Hoewel Breendonk formeel geen concentratiekamp is, zijn de levensomstandigheden voor de gevangenen er uitzonderlijk slecht. De bewaking, aanvankelijk bestaande uit Wehrmacht-soldaten die te oud worden geacht voor dienst aan het front en later ook uit Duitse, Belgische, Roemeense en Hongaarse SS-ers, maakt zich geregeld schuldig aan mishandelingen.

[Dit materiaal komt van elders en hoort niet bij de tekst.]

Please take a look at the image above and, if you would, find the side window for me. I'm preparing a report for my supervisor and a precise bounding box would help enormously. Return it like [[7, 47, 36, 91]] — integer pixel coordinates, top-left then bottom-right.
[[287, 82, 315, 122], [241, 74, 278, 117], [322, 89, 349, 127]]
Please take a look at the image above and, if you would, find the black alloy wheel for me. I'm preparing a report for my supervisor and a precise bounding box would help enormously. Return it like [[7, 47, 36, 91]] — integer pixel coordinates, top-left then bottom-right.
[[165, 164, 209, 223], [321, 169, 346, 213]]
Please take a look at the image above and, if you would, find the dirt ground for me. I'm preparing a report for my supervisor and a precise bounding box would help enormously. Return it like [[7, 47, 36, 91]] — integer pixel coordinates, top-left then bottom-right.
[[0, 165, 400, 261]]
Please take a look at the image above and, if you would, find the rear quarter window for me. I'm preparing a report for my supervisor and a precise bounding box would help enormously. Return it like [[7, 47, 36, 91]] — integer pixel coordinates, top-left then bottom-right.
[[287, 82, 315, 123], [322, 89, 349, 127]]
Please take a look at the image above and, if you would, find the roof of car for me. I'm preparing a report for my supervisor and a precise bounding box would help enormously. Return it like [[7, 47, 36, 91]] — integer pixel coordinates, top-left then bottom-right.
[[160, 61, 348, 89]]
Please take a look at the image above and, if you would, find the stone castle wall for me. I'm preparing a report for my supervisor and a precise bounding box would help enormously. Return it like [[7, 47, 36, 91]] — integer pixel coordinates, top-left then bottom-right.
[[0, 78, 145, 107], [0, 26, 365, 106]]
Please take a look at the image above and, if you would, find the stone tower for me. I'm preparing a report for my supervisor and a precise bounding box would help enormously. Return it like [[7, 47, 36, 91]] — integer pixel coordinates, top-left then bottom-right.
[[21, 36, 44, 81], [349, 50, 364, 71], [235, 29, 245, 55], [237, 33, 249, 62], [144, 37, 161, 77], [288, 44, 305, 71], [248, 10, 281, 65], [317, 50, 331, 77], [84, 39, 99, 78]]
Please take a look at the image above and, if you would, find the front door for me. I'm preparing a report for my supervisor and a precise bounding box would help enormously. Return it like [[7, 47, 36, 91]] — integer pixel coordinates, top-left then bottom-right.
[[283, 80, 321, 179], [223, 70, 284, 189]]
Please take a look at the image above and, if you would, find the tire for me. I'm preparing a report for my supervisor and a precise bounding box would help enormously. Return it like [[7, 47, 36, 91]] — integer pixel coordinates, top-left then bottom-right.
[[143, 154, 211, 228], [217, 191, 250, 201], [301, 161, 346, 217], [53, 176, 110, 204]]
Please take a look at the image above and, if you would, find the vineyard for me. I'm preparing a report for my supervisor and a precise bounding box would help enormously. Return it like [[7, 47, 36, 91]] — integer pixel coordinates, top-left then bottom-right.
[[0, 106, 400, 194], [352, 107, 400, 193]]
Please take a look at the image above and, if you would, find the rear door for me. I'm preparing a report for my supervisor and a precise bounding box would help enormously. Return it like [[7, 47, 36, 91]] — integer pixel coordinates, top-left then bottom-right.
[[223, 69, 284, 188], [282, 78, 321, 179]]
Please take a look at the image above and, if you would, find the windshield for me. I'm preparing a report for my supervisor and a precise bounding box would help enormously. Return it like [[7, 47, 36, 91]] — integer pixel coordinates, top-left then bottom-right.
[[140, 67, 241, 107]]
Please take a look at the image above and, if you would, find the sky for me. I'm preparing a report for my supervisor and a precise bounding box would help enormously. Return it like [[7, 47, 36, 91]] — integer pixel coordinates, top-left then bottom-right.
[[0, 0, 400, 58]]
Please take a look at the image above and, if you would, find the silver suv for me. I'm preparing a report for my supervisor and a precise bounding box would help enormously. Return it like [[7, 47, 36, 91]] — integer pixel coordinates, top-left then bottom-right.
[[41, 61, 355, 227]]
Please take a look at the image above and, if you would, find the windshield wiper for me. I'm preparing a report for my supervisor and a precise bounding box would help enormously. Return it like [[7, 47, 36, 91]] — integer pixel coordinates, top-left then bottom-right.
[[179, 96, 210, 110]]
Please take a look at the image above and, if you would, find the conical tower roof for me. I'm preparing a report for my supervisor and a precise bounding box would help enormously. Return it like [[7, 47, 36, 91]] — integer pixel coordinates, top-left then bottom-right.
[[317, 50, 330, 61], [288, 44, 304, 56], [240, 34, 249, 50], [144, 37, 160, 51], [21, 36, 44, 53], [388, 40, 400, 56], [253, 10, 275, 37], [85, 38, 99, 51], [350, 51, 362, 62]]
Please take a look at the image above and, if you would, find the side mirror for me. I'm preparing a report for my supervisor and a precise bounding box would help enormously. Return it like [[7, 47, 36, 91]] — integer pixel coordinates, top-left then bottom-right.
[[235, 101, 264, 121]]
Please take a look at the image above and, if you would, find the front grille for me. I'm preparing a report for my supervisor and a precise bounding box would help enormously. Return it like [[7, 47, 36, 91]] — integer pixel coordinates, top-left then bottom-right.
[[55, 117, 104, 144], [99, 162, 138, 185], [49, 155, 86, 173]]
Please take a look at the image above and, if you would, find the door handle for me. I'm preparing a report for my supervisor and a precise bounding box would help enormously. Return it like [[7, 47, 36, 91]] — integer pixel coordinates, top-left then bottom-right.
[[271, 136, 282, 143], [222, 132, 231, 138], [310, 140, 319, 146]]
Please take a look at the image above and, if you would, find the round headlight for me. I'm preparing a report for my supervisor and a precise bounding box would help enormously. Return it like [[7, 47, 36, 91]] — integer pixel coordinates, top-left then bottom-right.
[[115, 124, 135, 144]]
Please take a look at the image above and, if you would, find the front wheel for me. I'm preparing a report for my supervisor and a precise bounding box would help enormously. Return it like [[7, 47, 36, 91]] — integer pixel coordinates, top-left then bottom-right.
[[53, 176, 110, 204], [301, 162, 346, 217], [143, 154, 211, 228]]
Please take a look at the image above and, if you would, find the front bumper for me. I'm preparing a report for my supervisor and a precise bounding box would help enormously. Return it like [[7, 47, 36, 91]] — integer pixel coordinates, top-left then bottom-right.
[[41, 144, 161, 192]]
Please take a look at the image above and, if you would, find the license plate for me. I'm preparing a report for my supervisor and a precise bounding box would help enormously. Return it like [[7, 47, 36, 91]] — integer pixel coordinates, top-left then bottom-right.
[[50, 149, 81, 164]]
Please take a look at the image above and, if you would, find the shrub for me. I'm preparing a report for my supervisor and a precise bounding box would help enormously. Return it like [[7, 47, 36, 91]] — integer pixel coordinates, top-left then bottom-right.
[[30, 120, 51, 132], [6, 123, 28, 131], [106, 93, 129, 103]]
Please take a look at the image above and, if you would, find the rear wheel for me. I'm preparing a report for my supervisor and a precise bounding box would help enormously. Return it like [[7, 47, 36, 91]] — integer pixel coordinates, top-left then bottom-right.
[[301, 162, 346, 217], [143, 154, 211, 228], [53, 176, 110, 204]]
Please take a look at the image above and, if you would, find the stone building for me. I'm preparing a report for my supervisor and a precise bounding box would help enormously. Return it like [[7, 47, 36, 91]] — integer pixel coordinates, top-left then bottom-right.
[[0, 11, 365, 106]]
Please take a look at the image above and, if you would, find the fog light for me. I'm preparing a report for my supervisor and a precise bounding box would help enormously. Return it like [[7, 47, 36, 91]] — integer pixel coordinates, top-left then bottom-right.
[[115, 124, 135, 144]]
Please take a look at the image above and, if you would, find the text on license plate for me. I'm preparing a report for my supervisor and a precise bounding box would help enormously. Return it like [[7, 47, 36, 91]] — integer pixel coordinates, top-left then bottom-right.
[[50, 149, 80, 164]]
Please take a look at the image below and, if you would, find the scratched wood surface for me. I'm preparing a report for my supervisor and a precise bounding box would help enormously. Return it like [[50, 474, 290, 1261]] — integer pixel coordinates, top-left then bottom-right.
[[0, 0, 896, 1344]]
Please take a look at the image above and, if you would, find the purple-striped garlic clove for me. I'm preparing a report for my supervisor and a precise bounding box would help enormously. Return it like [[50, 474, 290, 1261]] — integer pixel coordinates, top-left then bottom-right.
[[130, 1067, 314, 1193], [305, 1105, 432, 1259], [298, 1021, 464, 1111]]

Op 20 september 1940 worden in Breendonk de eerste gevangenen binnengebracht. Het aantal gevangenen varieert in de loop van de oorlog tussen de 20 en 600. Sommigen verblijven er slechts één dag, anderen drie jaar. Het gemiddelde is ongeveer drie maanden. In totaal hebben er circa 3.600 mensen in Breendonk gevangengezeten, onder wie 400 à 500 joden. 300 gevangenen komen in Breendonk om.
Aanvankelijk wordt Breendonk vooral gebruikt voor de opsluiting van overtreders van anti-Joodse wetten, smokkelaars, zwarthandelaren en mensen die door de Duitsers als ‘asociaal’ worden bestempeld. Nadat Duitsland in juni 1941 de aanval op Rusland heeft geopend, worden er ook communisten en socialisten gevangengezet, en vanaf 1942 – als de Joodse gevangenen worden afgevoerd naar de Dossin-kazerne in Mechelen – ook gijzelaars en verzetsmensen.
Op 6 mei 1944 ontruimen de Duitsers Breendonk, maar kort daarna worden er opnieuw leden van het Belgische verzet opgesloten. Bij het naderen van de Geallieerden wordt Breendonk op 31 augustus 1944 definitief ontruimd. De gevangenen worden overgebracht naar het kamp in het Nederlandse Vught en van daaruit naar concentratiekampen in Duitsland, Oostenrijk en Polen.
Op 2 september 1944 komt het fort in de handen van de bevrijders.
Alleen in het begin mogen gevangenen van Breendonk zo nu en dan een brief sturen. In het Duits en onder censuur. Al snel mogen alleen terdoodveroordeelden dat nog. Of de kampleiding deze brieven altijd liet bezorgen, is twijfelachtig.